Re: identity columns

From: Vitaly Burovoy <vitaly(dot)burovoy(at)gmail(dot)com>
To: Peter Eisentraut <peter(dot)eisentraut(at)2ndquadrant(dot)com>
Cc: pgsql-hackers <pgsql-hackers(at)postgresql(dot)org>
Subject: Re: identity columns
Date: 2017-01-05 00:34:15
Message-ID: CAKOSWNmsci7jZzpoqWAH_QcVjQzwOMf04o91Jf5WVTkHbDMy2w@mail.gmail.com
Views: Raw Message | Whole Thread | Download mbox | Resend email
Thread:
Lists: pgsql-hackers

Hello, Peter,

I apologize for a silence since the last CF.
I've tested your last patch and have several nitpickings:

1. The fact COPY ignores GENERATED ALWAYS constraint (treats as
GENERATED BY DEFAULT) should be mentioned as well as rules.

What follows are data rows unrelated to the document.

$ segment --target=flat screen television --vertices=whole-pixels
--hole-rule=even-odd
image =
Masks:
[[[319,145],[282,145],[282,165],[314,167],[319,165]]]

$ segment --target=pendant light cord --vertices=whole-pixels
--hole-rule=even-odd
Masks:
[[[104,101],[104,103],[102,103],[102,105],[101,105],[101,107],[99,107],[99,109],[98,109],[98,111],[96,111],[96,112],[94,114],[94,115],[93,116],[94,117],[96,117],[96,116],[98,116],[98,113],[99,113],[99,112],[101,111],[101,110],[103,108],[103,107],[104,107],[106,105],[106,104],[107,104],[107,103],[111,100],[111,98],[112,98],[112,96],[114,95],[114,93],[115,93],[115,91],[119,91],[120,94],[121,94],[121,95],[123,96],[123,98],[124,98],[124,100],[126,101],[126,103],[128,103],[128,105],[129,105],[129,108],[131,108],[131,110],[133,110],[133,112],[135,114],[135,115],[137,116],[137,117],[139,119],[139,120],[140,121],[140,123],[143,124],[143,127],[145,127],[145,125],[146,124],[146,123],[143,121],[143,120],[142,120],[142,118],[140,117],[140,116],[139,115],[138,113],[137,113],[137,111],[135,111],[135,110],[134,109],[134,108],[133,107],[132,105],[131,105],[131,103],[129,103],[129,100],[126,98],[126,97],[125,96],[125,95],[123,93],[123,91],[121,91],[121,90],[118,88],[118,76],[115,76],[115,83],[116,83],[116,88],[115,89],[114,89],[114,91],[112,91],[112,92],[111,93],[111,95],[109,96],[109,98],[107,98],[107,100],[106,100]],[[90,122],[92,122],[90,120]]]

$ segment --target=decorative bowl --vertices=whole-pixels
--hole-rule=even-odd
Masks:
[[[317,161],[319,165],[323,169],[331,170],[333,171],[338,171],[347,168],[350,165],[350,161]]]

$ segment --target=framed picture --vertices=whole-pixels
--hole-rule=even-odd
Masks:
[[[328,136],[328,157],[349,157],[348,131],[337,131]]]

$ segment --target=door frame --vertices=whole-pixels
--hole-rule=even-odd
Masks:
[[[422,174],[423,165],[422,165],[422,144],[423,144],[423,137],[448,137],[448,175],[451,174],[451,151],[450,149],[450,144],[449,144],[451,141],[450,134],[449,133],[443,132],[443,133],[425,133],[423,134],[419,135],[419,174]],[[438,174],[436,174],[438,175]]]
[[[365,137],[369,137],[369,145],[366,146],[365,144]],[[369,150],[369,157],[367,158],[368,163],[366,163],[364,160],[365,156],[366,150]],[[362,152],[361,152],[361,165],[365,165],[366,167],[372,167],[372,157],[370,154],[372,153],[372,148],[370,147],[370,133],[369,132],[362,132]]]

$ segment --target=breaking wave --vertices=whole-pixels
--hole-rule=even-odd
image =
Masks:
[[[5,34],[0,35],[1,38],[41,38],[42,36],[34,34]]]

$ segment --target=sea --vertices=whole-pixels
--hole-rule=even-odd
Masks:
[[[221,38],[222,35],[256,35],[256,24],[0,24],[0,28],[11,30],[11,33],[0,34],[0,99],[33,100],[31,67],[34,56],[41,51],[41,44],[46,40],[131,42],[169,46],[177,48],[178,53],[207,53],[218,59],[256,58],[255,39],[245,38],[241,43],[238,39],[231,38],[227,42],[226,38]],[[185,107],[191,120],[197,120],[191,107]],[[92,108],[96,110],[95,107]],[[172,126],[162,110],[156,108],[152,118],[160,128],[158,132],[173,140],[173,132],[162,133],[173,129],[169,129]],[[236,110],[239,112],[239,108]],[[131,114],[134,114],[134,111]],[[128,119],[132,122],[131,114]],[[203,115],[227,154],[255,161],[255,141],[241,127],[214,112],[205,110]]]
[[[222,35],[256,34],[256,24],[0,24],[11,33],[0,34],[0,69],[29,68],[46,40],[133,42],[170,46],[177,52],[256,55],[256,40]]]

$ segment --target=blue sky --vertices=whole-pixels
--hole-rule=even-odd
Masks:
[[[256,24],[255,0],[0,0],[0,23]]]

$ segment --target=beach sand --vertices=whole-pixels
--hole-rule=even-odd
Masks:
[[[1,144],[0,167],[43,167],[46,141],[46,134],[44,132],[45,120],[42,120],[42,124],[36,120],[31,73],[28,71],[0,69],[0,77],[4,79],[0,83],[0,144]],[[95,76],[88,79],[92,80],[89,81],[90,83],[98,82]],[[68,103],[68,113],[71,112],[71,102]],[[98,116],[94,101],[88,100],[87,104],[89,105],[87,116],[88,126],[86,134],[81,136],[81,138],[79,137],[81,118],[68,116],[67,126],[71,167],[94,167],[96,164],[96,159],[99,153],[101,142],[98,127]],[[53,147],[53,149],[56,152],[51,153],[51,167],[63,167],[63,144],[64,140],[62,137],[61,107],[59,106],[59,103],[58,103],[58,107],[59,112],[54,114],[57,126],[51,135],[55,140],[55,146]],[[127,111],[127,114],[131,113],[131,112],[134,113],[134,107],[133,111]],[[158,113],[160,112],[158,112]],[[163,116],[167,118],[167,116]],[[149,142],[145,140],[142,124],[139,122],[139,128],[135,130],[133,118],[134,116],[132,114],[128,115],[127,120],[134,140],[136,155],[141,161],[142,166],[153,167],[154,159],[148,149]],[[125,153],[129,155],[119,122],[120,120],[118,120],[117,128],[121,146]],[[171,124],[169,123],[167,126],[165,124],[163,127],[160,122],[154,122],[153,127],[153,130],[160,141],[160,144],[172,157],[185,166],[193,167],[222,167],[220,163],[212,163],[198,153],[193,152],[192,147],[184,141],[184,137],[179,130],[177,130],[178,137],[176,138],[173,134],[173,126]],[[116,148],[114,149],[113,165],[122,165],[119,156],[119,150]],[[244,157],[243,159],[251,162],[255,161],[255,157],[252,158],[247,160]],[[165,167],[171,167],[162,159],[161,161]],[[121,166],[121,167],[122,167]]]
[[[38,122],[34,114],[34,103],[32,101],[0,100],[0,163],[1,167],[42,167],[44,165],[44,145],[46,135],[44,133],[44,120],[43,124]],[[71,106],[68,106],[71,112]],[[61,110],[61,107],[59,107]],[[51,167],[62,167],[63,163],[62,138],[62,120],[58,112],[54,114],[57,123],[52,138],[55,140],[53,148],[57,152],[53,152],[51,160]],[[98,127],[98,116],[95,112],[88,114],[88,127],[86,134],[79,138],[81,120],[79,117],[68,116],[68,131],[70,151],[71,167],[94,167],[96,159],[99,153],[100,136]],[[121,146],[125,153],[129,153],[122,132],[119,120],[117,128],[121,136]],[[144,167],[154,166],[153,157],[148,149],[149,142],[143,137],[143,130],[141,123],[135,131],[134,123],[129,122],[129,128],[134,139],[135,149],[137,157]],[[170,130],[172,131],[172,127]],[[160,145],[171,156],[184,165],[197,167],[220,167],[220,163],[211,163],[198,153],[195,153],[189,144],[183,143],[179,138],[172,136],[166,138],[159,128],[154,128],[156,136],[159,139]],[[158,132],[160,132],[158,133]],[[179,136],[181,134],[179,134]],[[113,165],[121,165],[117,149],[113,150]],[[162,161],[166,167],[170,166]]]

2. Usually error message for identical columns (with LIKE clause)
looks like this:
test=# CREATE TABLE def(i serial, n1 int NOT NULL, n2 int);
CREATE TABLE
test=# CREATE TABLE test(i serial, LIKE def INCLUDING ALL);
ERROR: column "i" specified more than once

but for generated columns it is disorienting enough:
test=# CREATE TABLE idnt(i int GENERATED BY DEFAULT AS IDENTITY);
CREATE TABLE
test=# CREATE TABLE test(i int GENERATED BY DEFAULT AS IDENTITY, LIKE
idnt INCLUDING ALL);
ERROR: relation "test_i_seq" already exists

3. Strange error (not about absence of a column; but see pp.5 and 8):
test=# ALTER TABLE idnt ALTER COLUMN o ADD GENERATED ALWAYS AS IDENTITY;
ERROR: identity column type must be smallint, integer, or bigint

4. Altering type leads to an error:
test=# ALTER TABLE idnt ALTER COLUMN i TYPE bigint;
ERROR: cannot alter data type of identity column "i"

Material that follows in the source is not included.